Однако то, что отрадно в начале книги, противно становится
ее же помыслу.
Отказываешься даже от образа острова.
Что означает древнее ? Повествование это удачно вполне,
и не вижу причины, чтобы не упоминать порою об этом.
Восковое безумие слуха. Есть ли о чем сожалеть?
Привычное - до свиста гортанью стиснутый воздух,
жила на шее, Сириус над соседней крышей,
телеэкран через двор напротив и человеческая рука,
совпадающая со своей тенью,
подрагивающая в силу законов сна.
q
Сухие молнии в луковой шелухе света. Ключ поворачивается в замке: две фигурки размахивая руками - ни слова не доносится - топчутся на дороге и разум избирает из возможного: приближение. Высказывание не предшествует, но последует претворению в тесноте ряда, где речь - пустота, постигаемая через форму. Тело флейты представляет собой устройство, не препятствующее течению ветра.
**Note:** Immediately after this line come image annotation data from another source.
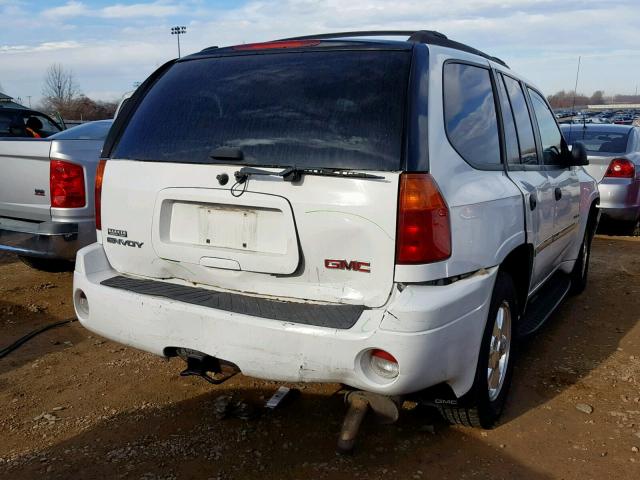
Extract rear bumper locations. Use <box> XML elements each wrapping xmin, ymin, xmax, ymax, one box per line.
<box><xmin>0</xmin><ymin>217</ymin><xmax>96</xmax><ymax>260</ymax></box>
<box><xmin>74</xmin><ymin>244</ymin><xmax>497</xmax><ymax>396</ymax></box>
<box><xmin>598</xmin><ymin>178</ymin><xmax>640</xmax><ymax>222</ymax></box>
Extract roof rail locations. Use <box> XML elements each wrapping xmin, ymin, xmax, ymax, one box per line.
<box><xmin>281</xmin><ymin>30</ymin><xmax>509</xmax><ymax>68</ymax></box>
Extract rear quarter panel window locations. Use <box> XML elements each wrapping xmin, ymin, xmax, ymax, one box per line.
<box><xmin>503</xmin><ymin>76</ymin><xmax>538</xmax><ymax>165</ymax></box>
<box><xmin>528</xmin><ymin>88</ymin><xmax>562</xmax><ymax>165</ymax></box>
<box><xmin>444</xmin><ymin>62</ymin><xmax>500</xmax><ymax>167</ymax></box>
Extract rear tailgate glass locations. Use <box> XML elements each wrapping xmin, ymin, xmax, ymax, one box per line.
<box><xmin>111</xmin><ymin>50</ymin><xmax>411</xmax><ymax>171</ymax></box>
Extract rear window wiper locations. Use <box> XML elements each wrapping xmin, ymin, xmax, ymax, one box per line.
<box><xmin>234</xmin><ymin>167</ymin><xmax>385</xmax><ymax>183</ymax></box>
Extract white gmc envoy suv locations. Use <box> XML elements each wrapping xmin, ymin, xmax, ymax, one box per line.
<box><xmin>74</xmin><ymin>31</ymin><xmax>599</xmax><ymax>428</ymax></box>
Наши тела вмурованы в измерения, словно кувшины в стены соборов. Ключ поворачивается в замке. В простоте удачи наука дерна непроницаема ни стопе, ни солнцу. Прежде, чем провести линию в нужную сторону, следует сделать легкое движение в противоположную сторону. Все понятно. Нет ничего непонятного. Разве непонятно, что в свете сухих молний две фигурки, размахивая руками, топчутся на дороге, и ключ поворачивается в замке? Крупная соль солнца на снегу. Сколько раз мне приходилось писать об отделении листа от дерева, о падении.